Three Indicted for Involvement in Violent Crisis in Cameroon
Conspiracy Included Kidnapping Cameroonians, Demanding Ransoms from U.S. Relatives to Fund Separatist Militia Groups in Cameroon
Three defendants were arrested today and made their initial court appearances in connection with an indictment, unsealed today, charging them for their roles in a conspiracy to provide material support or resources to a conspiracy to kidnap persons and use weapons of mass destruction in a foreign country.
Claude N. Chi, 40, of Lee’s Summit, Missouri; Francis Chenyi, 49, of St. Paul, Minnesota; and Lah Nestor Langmi, 46, of Buffalo, New York, all of whom are U.S. citizens of Cameroonian origin, are charged in a four-count indictment returned under seal by a federal grand jury in Kansas City, Missouri, on Nov. 18, 2022. The indictment was unsealed and made public today following their arrests and initial court appearances.
The federal indictment alleges that Chi, Chenyi and Langmi have supported and raised funds for separatist fighters in Cameroon since Jan. 1, 2018. As alleged, they each held senior level positions within an organization that supported and directed the militant separatist group known as the Ambazonian Restoration Forces and other separatist fighters in Cameroon’s Northwest Region.

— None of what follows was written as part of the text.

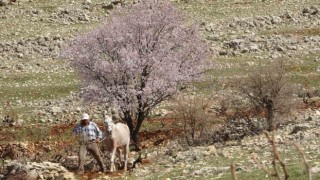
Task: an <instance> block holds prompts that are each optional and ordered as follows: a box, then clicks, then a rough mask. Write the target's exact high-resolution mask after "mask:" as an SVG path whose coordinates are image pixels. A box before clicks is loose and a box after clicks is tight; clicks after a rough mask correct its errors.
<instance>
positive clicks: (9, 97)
mask: <svg viewBox="0 0 320 180" xmlns="http://www.w3.org/2000/svg"><path fill="white" fill-rule="evenodd" d="M78 88H79V85H78V84H72V85H57V86H55V85H47V86H31V87H5V86H2V87H1V89H0V95H1V98H0V101H15V100H26V101H28V100H46V99H56V98H60V97H64V96H67V95H69V94H70V92H74V91H76V90H77V89H78Z"/></svg>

Chi, Chenyi and Langmi allegedly solicited and raised funds for equipment, supplies, weapons and explosive materials to be used in attacks against Cameroonian government personnel, security forces and property, along with other civilians believed to be enabling the government. These funds were raised through online chat applications and payment platforms from individuals located in the United States and abroad. The funds were then transferred from various financial and cryptocurrency accounts controlled by the defendants through intermediaries to the separatist fighters to support attacks in Cameroon.
In addition to more than $350,000 the defendants raised through voluntary donations, the indictment alleges Chi, Chenyi and Langmi conspired with others to kidnap civilians in Cameroon and hold them for ransom. In some instances, U.S. citizens were extorted for ransom payments to secure the release of their kidnapped relatives living in Cameroon. The ransom payments were subsequently transferred to the separatist fighters to fund their operations.
According to the indictment, the defendants authored a document that included a list of expenditures related to improvised explosive devices (IEDs), firearms and ammunition. Other expenditures included funds related to the kidnapping of Cardinal Christian Tumi and of a Cameroonian traditional leader named Sehm Mbinglo II on Nov. 5, 2020.
Chi, Chenyi and Langmi are charged with one count of conspiracy to provide material support or resources intended to be used to carry out a conspiracy to kill, kidnap and maim persons in a foreign country and one count of providing material support or resources intended to be used to carry out a conspiracy to use a weapon of mass destruction outside the United States. They are additionally charged with one count of receiving money from a ransom demand and one count of participating in a money laundering conspiracy. If convicted, the defendants face a maximum statutory penalty of up to 15 years in prison for the material support charges, up to three years in prison for the receiving money from a ransom demand charge and up to 20 years in prison for the money laundering conspiracy charge.
Assistant Attorney General Matthew G. Olsen of the Justice Department’s National Security Division, U.S. Attorney Teresa A. Moore for the Western District of Missouri, FBI Assistant Director Robert R. Wells and Special Agent in Charge Charles A. Dayoub of the FBI Kansas City Field Office made the announcement.
This is an ongoing investigation. Anyone with information related to this investigation is asked to contact the FBI at 1-800-CALL-FBI or report a tip online at tips.fbi.gov. You can remain anonymous in reporting a tip.
Assistant U.S. Attorney Matthew Blackwood for the Western District of Missouri and Trial Attorney Dmitriy Slavin of the Justice Department’s National Security Division are prosecuting the case.